The skill levels of the riders in the group: Determine up front who the beginners in the group are; they should be located at the front of the group, closest to the leader. The more experienced riders can watch the beginners to make sure they’re safe and stay within the group.
What route will be taken: Make sure everyone is on the same page about the route, because this ensures that people will all end up in the same place safely. This reduces the need for riders to unsafely try to keep up with the rest of the group in fear of getting lost or left behind. Everyone can meet together at the end.

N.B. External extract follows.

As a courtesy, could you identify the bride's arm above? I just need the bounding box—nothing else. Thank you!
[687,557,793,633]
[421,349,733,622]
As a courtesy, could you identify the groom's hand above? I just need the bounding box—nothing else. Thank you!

Where the regrouping place will be: If the group does become separated, another option is to mark a specific place on the route map indicating where a regrouping stop will be located. This can be for those who do become separated from the group or a designated rest stop to drink water and take a break during longer rides.
Before embarking on your group riding journey, everyone’s equipment should be inspected to ensure it is ready to go. Make sure everyone’s gas tanks are full and use the “Three-Minute Check (T-CLOCS)” method provided by the American Motorcyclist Association. This includes checking “tires, controls, lights, oil, chassis and the sidestand.”
As stated above, the first part of organizing your riding formation is to make sure the leader is in the front, the beginner riders in the middle, followed by the more experienced riders, and the sweep rider in the back of the group. It’s important to stay close together so you don’t take up the entire road, but there needs to be at least a “two-second cushion” in front and behind of each rider. Never ride directly side by side, in case one of the riders needs to avoid another car or debris.
The Colorado Motorcycle Operator’s Handbook recommends group riding in a staggered formation. This means the leader rides on the left side of the lane, with the second rider implementing the “two-second cushion” while riding on the right side of the lane. The handbook also states that riders should only move into a single file formation when “taking curves, making turns or entering or leaving a highway.”
While riding in the staggered formation, it’s important for everyone to check on the other riders in the group by using side-view mirrors. This is to make sure everyone is keeping up with the leader and indicates whether or not the group needs to slow down to let others catch up. It’s important that everyone in your group is aware of the signals that will be used while cruising. Some examples of common hand signals used in a group ride include indicating when to stop, riding single file or double file, speeding up, slowing down, or taking a refreshment stop, to name a few. You can find examples of these hand signals and others on the Motorcycle Safety Foundation website.